La bioetica sta acquisendo, con passo molto accelerato, un largo spettro d’interesse per motivi diversi, tra cui il ritmo accelerato del progresso biomedico, il quale ha inevitabilmente delle ricadute non solo biologiche e scientifiche ma anche etiche.
Nel suo libro semplice ma non semplicistico, Breve introduzione alla bioetica, Xavier Thévenot presenta una riflessione bioetica attorno a due grandi aree: quella dell’inizio della vita, con riferimento specifico alle diverse tecniche di procreazione assistita, e quella del fine vita, in particolare riferimento all’eutanasia. Il moralista francese presenta un modello basato sull’ etica della responsabilità radicata nella visione kantiana dell’imperativo categorico e della persona da considerare sempre come fine e mai come mezzo.
L’autore presenta nella prima parte del libro una panoramica descrittiva delle diverse pratiche di fecondazione assistita.

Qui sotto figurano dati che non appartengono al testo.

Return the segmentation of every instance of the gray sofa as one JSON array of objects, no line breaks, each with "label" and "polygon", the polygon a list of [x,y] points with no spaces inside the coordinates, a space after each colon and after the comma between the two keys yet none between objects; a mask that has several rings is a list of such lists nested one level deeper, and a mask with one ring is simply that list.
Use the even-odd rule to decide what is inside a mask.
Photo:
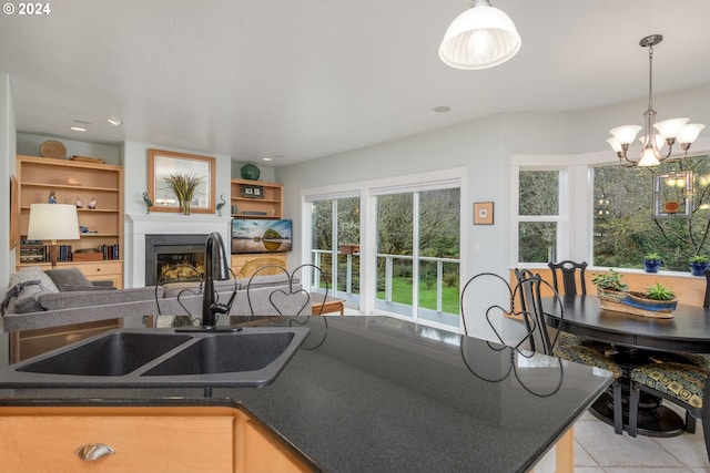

Per quanto riguarda la questione degli interventi medici su persone in fin di vita, Thévenot cerca di manifestare la complessità e la molteplicità delle questioni che si pongono e si devono porre quando si tratta della decisione di interrompere le cure per persone malate, persone sofferenti e malati terminali.
Dopo la parte descrittiva, l’autore passa nel secondo capitolo a formulare i problemi con un approccio primariamente filosofico, che mostra la portata universalmente antropologica e non semplicemente e meramente religiosa della posta in gioco delle scelte bioetiche. L’autore esamina infatti i principi i presupposti filosofici includendo, per non rimanere nell' astratto, delle esemplificazioni concrete per le varie questioni poste.




Come già accennato, Thévenot prende avvio nella fondazione filosofica dall’ imperativo categorico kantiano. «Agisci sempre in modo tale che la massima del tuo agire possa essere universalizzata». Un medico non può demandare i suoi giudizi sulla arbitrio dei casi singoli punto non può affermare che esistono al mondo solo casi singoli e che ognuno ha la sua morale. Facendo così trascurerebbe le regole deontologiche della sua professione non che la legislazione vigente.
La seconda massima kantiana afferma la necessità e l’obbligo morale di considerare la persona sempre come un fine. «Nella tua persona e in quella degli altri tratta sempre l’umanità non semplicemente come un mezzo, ma sempre come un fine».
Questi due principi invitano a una seria riflessione che sappia dosare la dimensione universale e la dimensione individuale, ovvero personale, della morale della vita. Thévenot ricorda che, giustamente, bisogna sempre seguire la propria coscienza, ma la coscienza può essere erronea e illusa, per questo è necessario che ci sia una continua e rinnovata formazione e illuminazione della stessa. Una morale responsabile si impegna continuamente a consolidare i propri fondamenti e a non accontentarsi di giudizi sommari e di buone intenzioni. Chiudersi in una morale delle buone intenzioni significa sostenere l’individualismo e appianare la via verso il relativismo e la normazione anche dell’immorale. «Significa altresì mutilare la realtà, che non è riducibile alla sola dichiarazione personale, ma è sempre dotata di un dinamismo proprio; e significa anche dar prova di ingenuità, in quanto sappiamo bene tutti che le nostre intenzioni sono sempre più o meno opache o cariche di illusioni, e in ogni caso raramente “pure” come si vorrebbe credere».

L’approccio personalistico dell’autore alle questioni poste fa sì che il suo libro, pur trattando di morale, non puzzi di moralismo. Pur presentando delle convinzioni chiare, la ricchezza primaria che il libro consegna al lettore non è quella delle risposte, ma della necessità di porsi le domande e di cogliere la complessità delle questioni etiche e bioetiche. Il tutto è fatto con semplicità e immediatezza, utile per il lettore interessato ad approfondire le questioni bioetiche di inizio e fine vita.